【第20話-怪しい優しさ】
1時間目のテストは魔術だ。ネロ先生の合図と同時に生徒が一斉に回答を始める。
魔術のテストでは基本的に魔術式や、魔術の応用法についての問題が出る。
魔術式は、魔術に綺麗さを追求していたアリスにとっては、幼い頃から身近にあったもので、魔術式の理解度も高く、かなり得意な分野であった。
学年内でもほぼ毎回1位を取っているほどなため、ほとんど心配していなかった。だが、昨日の夜更かしがアリスの体にはしっかりと影響していたようだった。
(11問目、闇の上位魔術である隠密の魔術式を書け…これは、えっと…なんだっけ、あれ、何だか頭の中がふわふわして、全然集中出来ない…まずい、眠気が……)
キーンコーンカーンコーンと、チャイムの音が鳴る。
(あれ、もしかして私…寝ちゃってた?)
アリスはチャイムで目が覚めた。そう、テストの途中でアリスは寝てしまったのだ。
「回答やめ!全員筆記用具を置け!」
ネロ先生の声を合図に、テストの答案用紙が風の魔術で運ばれていく。
咄嗟に自分の答案用紙を見て、アリスは落胆した。
落としてはならない得意分野のテストで答案用紙の半分までしか埋められていなかったのだ。
アリスの顔が青ざめて、力が抜けていく。
(やばいやばいやっちゃった、ただでさえ落第寸前なのに、絶対に落としちゃいけないところでやらかしちゃった!)
アリスはこうしてはいられないと、自分の頬を叩き、次のテストに向けて切り替えた。次のテストはアリスの苦手な歴史だ。
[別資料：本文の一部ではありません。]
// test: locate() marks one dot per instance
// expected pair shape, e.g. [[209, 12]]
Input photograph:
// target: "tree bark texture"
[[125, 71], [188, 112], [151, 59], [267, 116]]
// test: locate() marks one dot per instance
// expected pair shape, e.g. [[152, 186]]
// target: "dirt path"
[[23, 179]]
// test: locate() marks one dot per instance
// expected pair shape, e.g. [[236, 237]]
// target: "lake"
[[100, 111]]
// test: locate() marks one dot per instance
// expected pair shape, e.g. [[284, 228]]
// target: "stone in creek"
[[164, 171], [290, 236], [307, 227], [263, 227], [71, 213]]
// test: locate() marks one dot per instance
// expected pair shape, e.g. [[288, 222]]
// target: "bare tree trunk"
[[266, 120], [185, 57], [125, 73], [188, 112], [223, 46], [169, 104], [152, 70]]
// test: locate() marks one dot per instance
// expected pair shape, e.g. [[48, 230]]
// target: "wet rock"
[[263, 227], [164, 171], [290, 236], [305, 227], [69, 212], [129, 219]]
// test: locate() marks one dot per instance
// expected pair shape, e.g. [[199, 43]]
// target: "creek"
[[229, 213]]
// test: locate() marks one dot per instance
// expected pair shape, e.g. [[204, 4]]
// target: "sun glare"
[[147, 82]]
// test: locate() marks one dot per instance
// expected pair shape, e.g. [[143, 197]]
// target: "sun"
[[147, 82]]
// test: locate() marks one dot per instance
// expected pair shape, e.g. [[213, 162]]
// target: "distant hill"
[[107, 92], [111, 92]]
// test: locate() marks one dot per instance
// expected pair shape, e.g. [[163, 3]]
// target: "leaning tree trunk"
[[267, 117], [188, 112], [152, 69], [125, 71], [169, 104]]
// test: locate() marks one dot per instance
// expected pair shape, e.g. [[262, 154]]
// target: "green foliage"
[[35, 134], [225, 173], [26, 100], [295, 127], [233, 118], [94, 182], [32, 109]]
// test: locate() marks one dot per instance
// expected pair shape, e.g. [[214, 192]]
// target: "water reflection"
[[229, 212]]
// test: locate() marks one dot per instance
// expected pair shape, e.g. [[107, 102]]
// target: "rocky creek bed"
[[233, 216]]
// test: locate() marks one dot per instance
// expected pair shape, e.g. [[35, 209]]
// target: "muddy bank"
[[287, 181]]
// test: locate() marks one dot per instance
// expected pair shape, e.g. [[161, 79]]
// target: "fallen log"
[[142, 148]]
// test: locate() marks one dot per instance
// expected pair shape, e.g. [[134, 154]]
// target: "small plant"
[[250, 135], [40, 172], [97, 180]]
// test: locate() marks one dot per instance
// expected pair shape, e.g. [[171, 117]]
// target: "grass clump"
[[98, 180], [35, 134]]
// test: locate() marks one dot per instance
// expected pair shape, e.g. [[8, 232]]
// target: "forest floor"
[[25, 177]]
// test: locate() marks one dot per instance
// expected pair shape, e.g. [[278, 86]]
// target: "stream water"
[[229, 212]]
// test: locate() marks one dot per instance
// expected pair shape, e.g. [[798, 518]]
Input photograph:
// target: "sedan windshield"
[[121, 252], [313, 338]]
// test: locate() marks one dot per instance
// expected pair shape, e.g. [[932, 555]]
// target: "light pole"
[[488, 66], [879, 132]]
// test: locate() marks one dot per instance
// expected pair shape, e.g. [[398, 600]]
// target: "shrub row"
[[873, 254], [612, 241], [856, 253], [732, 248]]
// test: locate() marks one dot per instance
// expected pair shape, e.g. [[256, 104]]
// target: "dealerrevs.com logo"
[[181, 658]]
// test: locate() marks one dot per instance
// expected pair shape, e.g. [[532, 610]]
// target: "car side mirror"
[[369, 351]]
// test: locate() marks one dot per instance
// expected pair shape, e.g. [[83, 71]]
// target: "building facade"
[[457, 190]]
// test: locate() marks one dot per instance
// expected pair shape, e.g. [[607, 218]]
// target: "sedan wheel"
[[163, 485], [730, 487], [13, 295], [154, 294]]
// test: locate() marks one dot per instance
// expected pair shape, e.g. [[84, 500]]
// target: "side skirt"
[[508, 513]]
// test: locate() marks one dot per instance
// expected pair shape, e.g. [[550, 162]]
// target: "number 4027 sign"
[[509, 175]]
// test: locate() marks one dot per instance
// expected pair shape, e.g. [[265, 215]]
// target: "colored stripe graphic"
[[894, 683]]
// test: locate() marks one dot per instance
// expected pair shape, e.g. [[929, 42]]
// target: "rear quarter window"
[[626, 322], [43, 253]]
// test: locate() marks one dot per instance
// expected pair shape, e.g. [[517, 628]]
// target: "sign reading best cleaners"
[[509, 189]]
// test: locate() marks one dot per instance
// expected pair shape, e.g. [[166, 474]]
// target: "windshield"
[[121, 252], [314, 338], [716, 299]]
「2時間目のテストは歴史だ、準備はいいな?全員始め!」
その合図とともにまた一斉に生徒が回答を始める。
しばらくすると、アリスは顔を上げ天井を見た。
(最後の問題、現在の大賢者の名前は何か…『ミロ・アルカディア』っと……ふぅ、危なかった、眠気が来る前に解き終わったぁ…今回の歴史はちょっと自信あるかも?…そういえば、今の大賢者様ってどんな人なんだろう、あまり表舞台に出てこないから顔も分からないし…イケメンかな?気になる〜!)
そんな事を思っていると、テストの終わりを告げるチャイムが再び鳴った。
「回答やめ!全員筆記用具を置け!これで今日のテストは終わりだ!みんな、お疲れ様」
ネロ先生が珍しく生徒たちに「お疲れ様」などと、優しい言葉をかけている事にアリスは少し違和感があったが、その理由はすぐに分かった。
ネロ先生より目上の人が来ていたようだ。
テストが終わったばかりだというのに、教室の扉がコンコンとノックされた。
少しすると扉が開き、1人の男性が教室に入ってきた。綺麗な水色の髪の男だ。
その男を更によく観察すると、薄い赤い目が見えた。
生徒たちは見覚えがない先生のようだったが、アリスには、どこかで見た覚えがあった。
「──初めましてかな?オレは今日から教師としてこのクラスで過ごさせてもらう、〈大賢者〉ミロ・アルカディアだ。みんな、よろしくな!」
男がそう言うとクラス内の空気が一瞬で変わった。
ざわざわとする室内で、アリスは自分の耳を疑った。
(え、今何て言った?ミロ…アルカディア?大賢者と同じ名前…?しかも、〈大賢者〉って言ってたし…)
見覚えのある顔、ただの魔術師だと名乗っていた男がこの国唯一の大賢者だったという事実を知り、動揺を隠し切れないアリスは「……は?」とさえ口にしてしまっていた。
その事に気付いたのか、ミロはアリスに近寄ってきて顔を覗いた。
「あれ?君どこかで見たことある気が……あぁ!この前のダンジョンの子か!へぇ、せっかくの再会だというのに全然嬉しくなさそうだね?」
「い、いえ、そんな事…ない、です!めちゃくちゃ、嬉しい、です!」
(やだ、なんだかめちゃくちゃ注目されてる…!)
アリスが言葉を詰まらせながら返答すると、ミロ先生は腹を抱えて大笑いしていた。